Мудрость толпы

22
18
20
22
24
26
28
30

Хорошие времена

В воздухе наконец потеплело, и Савин, которой после жестоких морозов и бесконечной оттепели не терпелось поскорее открыть двери дворца, решила устроить прием во вновь зацветающем саду. Весна, в конце концов, – это время начать все заново, столь остро необходимая возможность залечить раны. Еще не зарубцевавшиеся раны, нанесенные Великой Переменой, и более свежие, до сих пор сочащиеся кровью.

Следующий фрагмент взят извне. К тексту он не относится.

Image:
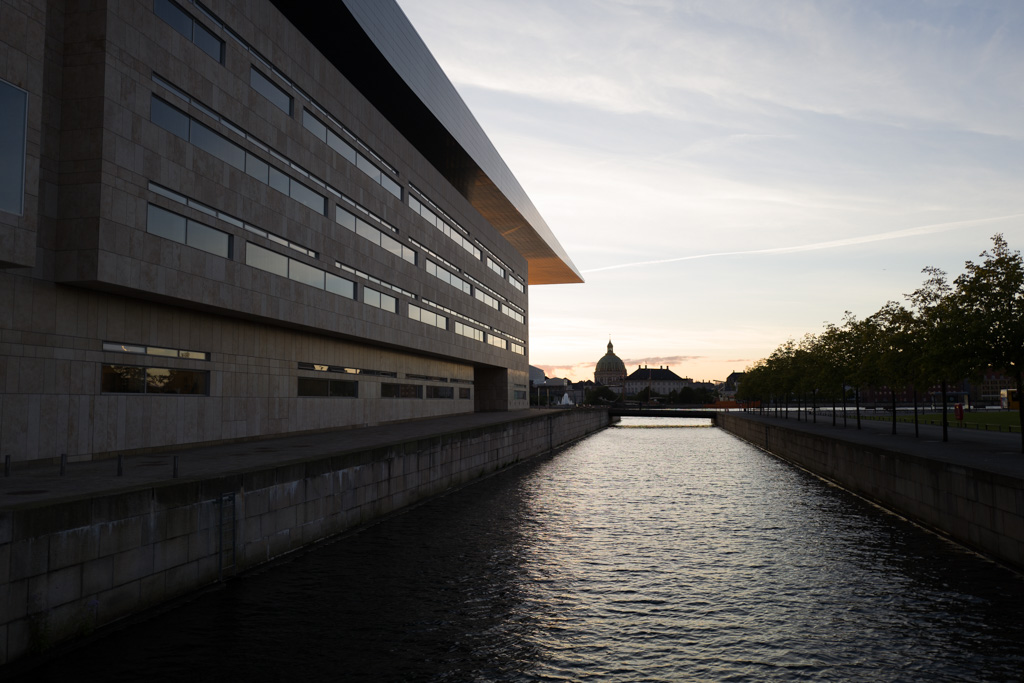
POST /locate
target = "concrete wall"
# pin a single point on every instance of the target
(981, 510)
(70, 566)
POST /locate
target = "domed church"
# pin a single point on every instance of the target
(610, 371)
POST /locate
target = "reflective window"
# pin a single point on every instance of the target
(170, 225)
(440, 392)
(183, 23)
(122, 379)
(378, 300)
(218, 145)
(169, 118)
(313, 125)
(270, 90)
(156, 350)
(166, 224)
(312, 386)
(174, 15)
(340, 286)
(209, 240)
(258, 168)
(341, 146)
(379, 238)
(307, 274)
(305, 196)
(128, 379)
(169, 380)
(13, 134)
(390, 390)
(427, 316)
(264, 259)
(208, 42)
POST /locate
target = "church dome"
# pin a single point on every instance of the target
(610, 364)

Однако вечер оказался далеко не таким мягким, как она надеялась; на ее обнаженных руках проступила гусиная кожа, заставляя вспомнить только что минувшие зимние холода. Кто-то из гостей слишком быстро напился, и его грубый гогот имел неприятное сходство с криками мятежников на площади Маршалов. Отблески факелов на доспехах многочисленных стражников наводили на мысли о языках пламени, вздымавшихся в небо над горящим Народным Судом. Ей хотелось скрыться в своих покоях, запереть все двери и прижать к себе своих детей. Однако Савин и без того слишком долго скрывалась. Так что вместо этого она расправила плечи, прищелкнула пальцами, чтобы Зури передала ей коробочку, и взяла еще одну понюшку жемчужной пыли.

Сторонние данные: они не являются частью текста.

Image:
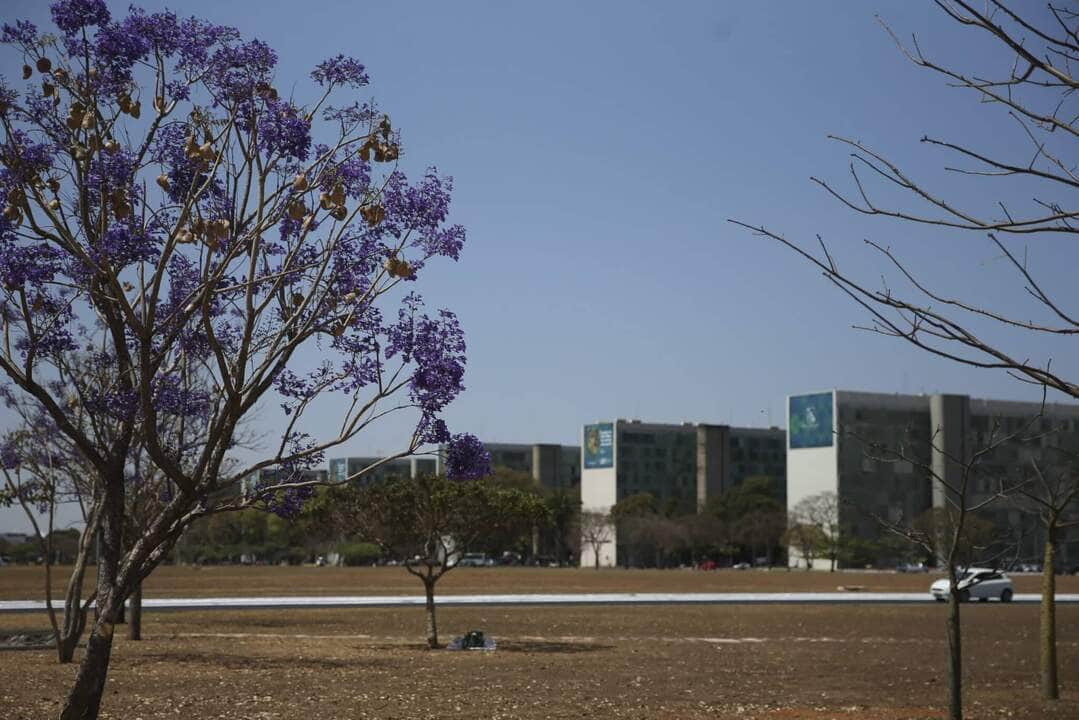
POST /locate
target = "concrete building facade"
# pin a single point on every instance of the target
(682, 465)
(836, 443)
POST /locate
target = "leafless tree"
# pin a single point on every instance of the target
(950, 541)
(1036, 93)
(595, 532)
(1054, 496)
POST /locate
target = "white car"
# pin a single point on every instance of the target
(977, 583)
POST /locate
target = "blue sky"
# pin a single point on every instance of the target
(597, 151)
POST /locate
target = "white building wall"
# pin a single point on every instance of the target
(599, 492)
(810, 471)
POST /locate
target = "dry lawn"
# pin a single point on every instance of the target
(24, 583)
(672, 662)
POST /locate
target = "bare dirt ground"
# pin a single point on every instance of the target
(670, 662)
(27, 583)
(747, 662)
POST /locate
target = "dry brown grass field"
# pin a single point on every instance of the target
(672, 662)
(675, 662)
(25, 583)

Савин далеко не единственная чувствовала себя нервозно. Ее гостями были те, кому хватило удачливости, смекалки или подлости, чтобы пережить беснующиеся толпы, хаос, царивший при Ризинау, резню, устроенную Судьей. Теперь, после кратчайшего периода головокружительного облегчения, они начинали беспокоиться, не попадут ли в результате под чистку, устроенную их новым лордом-регентом.

Лео явно был не в настроении залечивать раны. Он стоял, как обычно, мрачный и отстраненный, как обычно, в окружении инглийцев, как обычно, не желая сесть. Еще в день падения режима Судьи он сразу же взял Адую в крепкие тиски, но после побега Орсо он, с помощью Юранда, организовал в городе настолько жестокие карательные меры, что и не снилось никаким сжигателям.

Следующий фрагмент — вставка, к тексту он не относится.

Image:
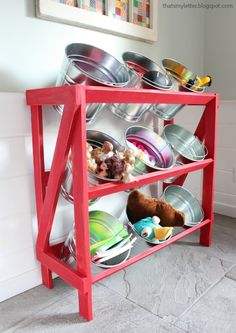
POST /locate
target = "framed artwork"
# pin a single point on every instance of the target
(135, 19)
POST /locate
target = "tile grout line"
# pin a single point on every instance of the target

Бесконечные запреты и обыски, ограничения передвижения и проверки лояльности оказывали гнетущее воздействие на дух людей и ужасное – на деловую жизнь. Единственными, кто нынче процветали, были оружейники, изготовители знамен и художники, малевавшие гербы Союза на домах перепуганных граждан, боящихся выказать недостаточный патриотизм. Лео провозглашал, что хочет внушить адуанцам чувство общей цели, очевидно, не подозревая, что ничто не является настолько явным признаком раздробленности, как пронзительные вопли о единстве на каждом углу.

– Дамы и господа!

Боязливые разговоры смолкли, все взгляды обратились к проходу в дворцовой стене, по обеим сторонам которого висели гигантские штандарты с изображением солнца. Оповеститель надулся, как шар, набрав в грудь воздуха.

– Позвольте вам представить… – он нервно взглянул в сторону Лео, словно смущенный отсутствием приличествующей случаю цепочки величественных титулов, и сдулся обратно, – Черную Рикке.

Савин умела показываться публике. В свое время она сама изобрела несколько классических образцов, послужила началом новых трендов в Солярном обществе. На своей свадьбе она была лучезарно-счастливой, на своем процессе – горделиво-непокорной. Но, кажется, ей ни разу не удавалось устроить такое зрелище, какое представляла собой в этот день Рикке.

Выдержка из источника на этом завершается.